15/08/2009

Déchetterie


« le meilleur portrait que j'aie jamais fait de Jack Nicholson, c'est celui de sa poubelle », commente le photographe Bruno Mouron, tant il est vrai qu'un échantillon d'immondices peut dire beaucoup de l’identité de son propriétaire.


Indissociable de l'idée de jetable, le sac-poubelle témoigne aussi d'un certain sens pratique, lorsque, par exemple, il accompagne le patient d’un centre psychiatrique vers le monde extérieur.


Dans leur étonnante série intitulé Trash, Bruno Mouron et Pascal Rostain, photographes à Paris-Match, ne montrent pas des intimités prises à la dérobée au téléobjectif, mais s’intéressent aux... poubelles des célébrités, dont ils dévoilent le contenu, très soigneusement, comme une collection d’insectes sur fond noir.


A travers ce travail qui confine à l’analyse sociologique, les photographes prennent en quelque sorte au pied de la lettre la représentation courante du paparazzo, accusé métaphoriquement de « faire les poubelles ».


Une imagerie scatologique illustrée par l’actrice Sandrine Bonnaire qui, mécontente d’un reportage voyeuriste publié à son insu dans Voici, avait fait déverser un tombereau de fumier à l’entrée de l’immeuble abritant les bureaux du journal.
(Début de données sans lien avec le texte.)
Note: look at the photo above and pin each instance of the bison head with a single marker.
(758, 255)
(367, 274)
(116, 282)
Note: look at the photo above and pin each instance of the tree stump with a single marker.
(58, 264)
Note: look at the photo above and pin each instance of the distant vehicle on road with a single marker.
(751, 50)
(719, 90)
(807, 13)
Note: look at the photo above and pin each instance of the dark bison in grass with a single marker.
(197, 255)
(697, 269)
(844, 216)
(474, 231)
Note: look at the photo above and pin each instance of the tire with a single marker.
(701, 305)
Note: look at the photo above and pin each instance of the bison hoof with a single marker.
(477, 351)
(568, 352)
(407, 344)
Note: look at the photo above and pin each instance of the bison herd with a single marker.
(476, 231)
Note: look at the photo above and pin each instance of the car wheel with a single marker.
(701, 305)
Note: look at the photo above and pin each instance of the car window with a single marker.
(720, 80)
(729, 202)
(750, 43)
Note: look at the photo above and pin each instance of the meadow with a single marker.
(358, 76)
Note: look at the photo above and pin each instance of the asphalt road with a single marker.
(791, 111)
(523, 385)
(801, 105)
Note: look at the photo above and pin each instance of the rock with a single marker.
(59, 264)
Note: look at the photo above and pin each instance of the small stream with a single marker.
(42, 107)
Dégradant travail de « chiens », comme aurait dit François Mitterrand parlant des journalistes, éventrer une poubelle c’est révéler une part cachée de son propriétaire : lettres déchirées, brosses à dents usagées et autres rebuts composant de façon troublante une véritable intimité faite d’objets somme toute banals, alors que leurs utilisateurs sont perçus comme exceptionnels. Intimité, pour ainsi dire plus dérangeante que celle d'un quelconque baiser volé entre deux voitures.


Exactement contraire au dispositif de dévoilement opéré par les photographes de Paris-Match, la photo ci-dessus montre un empilement de sacs-poubelles, tels qu’on peut en voir le plus banalement du monde, aux jours-dits sur nos trottoirs, attendant le passage de la benne à ordures.

N'enfermant pas à proprement parler des déchets, les sacs contiennent les effets personnels d’un patient qui, après un séjour en centre psychiatrique, laissant la place à un nouvel arrivant, retourne à la vie extérieure.


Etant pris dans leur fonction utilitaire d'emballage et d’occultation, ils sont munis d’une affichette précisant le nom du patient. Un brin tautologique, l’une d’elle indique que le contenu du sac-poubelle est « sale ». Et que dire de la présence conjointe de cet extincteur, dont la fonction est aussi de neutraliser ?


Les thèmes de la disparition et de la séparation étant couramment traités, d'après des conceptions psychanalytiques, par ledit centre, l'image pourrait aussi être vue d'un point de vue artistique, comme une métaphore de l'homme jetable, dans un monde où l'hyper-consommation impose ses rites et ses symboles.


L'image correspond en tout cas à une réalité brute. Or, si l'on en croit le livret d'accueil d'un hôpital local, le thème du départ paraît n'être illustré, dans la littérature officielle, que sur un mode elliptique, sans aucun rapport avec ce cliché plus prosaïque.